Metcash Group generated sales revenue of $6.63 billion for the first half (May-October, 2016) of its FY17, up 0.3 per cent against the previous corresponding period, with an intense trading period in the food and grocery sector negatively affecting sales in that division.
Continued earnings growth in the liquor (up 1.6 per cent to $1.56 billion) and hardware (up 9.6 per cent to $581.6 million) pillars was more than offset by lower earnings in food and grocery (down 1.2 per cent to $4.49 billion).
Metcash says that while there was continued positive momentum in the food-and-grocery pillar from strategic initiatives and reduced operating costs from the ‘Working smarter’ program, these were insufficient to offset the impact of an intense trading period as well as weaker earnings in the convenience business, where sales declined two per cent to $758.5 million.

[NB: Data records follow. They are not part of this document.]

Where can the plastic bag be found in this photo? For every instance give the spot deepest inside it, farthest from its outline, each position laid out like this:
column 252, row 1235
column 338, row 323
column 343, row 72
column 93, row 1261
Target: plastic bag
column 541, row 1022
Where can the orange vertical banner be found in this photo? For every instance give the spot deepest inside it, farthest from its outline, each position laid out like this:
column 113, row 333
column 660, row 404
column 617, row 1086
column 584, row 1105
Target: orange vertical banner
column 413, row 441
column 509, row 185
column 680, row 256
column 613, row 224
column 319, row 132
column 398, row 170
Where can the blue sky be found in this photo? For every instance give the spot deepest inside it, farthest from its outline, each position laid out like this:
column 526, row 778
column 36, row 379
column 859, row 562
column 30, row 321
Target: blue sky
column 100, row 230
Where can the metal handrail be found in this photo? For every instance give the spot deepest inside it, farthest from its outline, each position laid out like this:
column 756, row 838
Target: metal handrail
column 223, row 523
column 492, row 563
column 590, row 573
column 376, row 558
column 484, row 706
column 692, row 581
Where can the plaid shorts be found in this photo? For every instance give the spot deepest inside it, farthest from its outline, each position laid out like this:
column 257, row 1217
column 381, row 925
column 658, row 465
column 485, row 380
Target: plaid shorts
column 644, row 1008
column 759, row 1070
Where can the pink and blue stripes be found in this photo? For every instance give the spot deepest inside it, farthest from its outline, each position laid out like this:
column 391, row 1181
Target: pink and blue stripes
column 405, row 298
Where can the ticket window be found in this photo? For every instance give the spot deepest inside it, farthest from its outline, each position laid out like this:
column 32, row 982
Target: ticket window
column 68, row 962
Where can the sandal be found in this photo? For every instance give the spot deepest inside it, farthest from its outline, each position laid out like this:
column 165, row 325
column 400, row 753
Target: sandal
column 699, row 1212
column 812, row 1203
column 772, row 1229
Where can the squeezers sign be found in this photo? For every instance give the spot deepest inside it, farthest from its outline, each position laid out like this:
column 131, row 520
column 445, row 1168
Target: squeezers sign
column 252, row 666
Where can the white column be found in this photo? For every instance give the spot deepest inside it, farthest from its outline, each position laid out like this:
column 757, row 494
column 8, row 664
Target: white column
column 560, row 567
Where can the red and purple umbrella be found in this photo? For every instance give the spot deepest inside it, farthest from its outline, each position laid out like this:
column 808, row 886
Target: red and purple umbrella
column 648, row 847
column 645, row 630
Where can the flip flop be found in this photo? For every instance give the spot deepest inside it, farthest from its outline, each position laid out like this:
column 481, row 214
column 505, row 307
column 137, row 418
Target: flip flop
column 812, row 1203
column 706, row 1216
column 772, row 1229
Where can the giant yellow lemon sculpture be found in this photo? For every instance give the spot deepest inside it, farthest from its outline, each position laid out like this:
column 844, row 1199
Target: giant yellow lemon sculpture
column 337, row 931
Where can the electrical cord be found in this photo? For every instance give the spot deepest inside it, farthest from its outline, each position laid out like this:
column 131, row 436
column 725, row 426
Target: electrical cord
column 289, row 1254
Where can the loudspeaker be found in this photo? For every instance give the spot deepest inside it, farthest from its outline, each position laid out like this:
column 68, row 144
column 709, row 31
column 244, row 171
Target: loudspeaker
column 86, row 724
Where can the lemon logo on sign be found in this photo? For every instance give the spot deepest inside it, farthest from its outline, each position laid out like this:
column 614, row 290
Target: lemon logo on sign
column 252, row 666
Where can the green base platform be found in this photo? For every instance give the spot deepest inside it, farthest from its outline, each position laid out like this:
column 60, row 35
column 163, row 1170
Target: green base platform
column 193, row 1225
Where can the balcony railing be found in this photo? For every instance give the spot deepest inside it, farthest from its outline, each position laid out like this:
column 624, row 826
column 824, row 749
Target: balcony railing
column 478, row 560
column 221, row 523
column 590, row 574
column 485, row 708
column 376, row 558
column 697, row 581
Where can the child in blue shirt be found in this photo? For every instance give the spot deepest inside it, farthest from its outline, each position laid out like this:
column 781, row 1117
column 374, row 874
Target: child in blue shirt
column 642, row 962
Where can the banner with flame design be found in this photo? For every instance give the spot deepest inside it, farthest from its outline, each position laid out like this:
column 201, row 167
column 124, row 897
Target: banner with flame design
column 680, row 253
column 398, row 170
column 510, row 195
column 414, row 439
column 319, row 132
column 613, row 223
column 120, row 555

“Our group results were negatively impacted by an intense trading period in the food-and-grocery sector, as well as a slowdown in the growth of consumer spending,” Metcash Group CEO Ian Morrice said. “Our focus remains on supporting independent retailers to ensure they are well positioned as ‘The best store in town’, and while both our strategic initiatives and ‘Working smarter’ cost-savings program are progressing well and delivering returns, they were insufficient to offset the impact of increased competition in this half year.
“Despite difficult market conditions in the supermarket sector, independent retailers are continuing to invest in growing their businesses, including new stores and refurbishments, and we remain focused on supporting this growth.”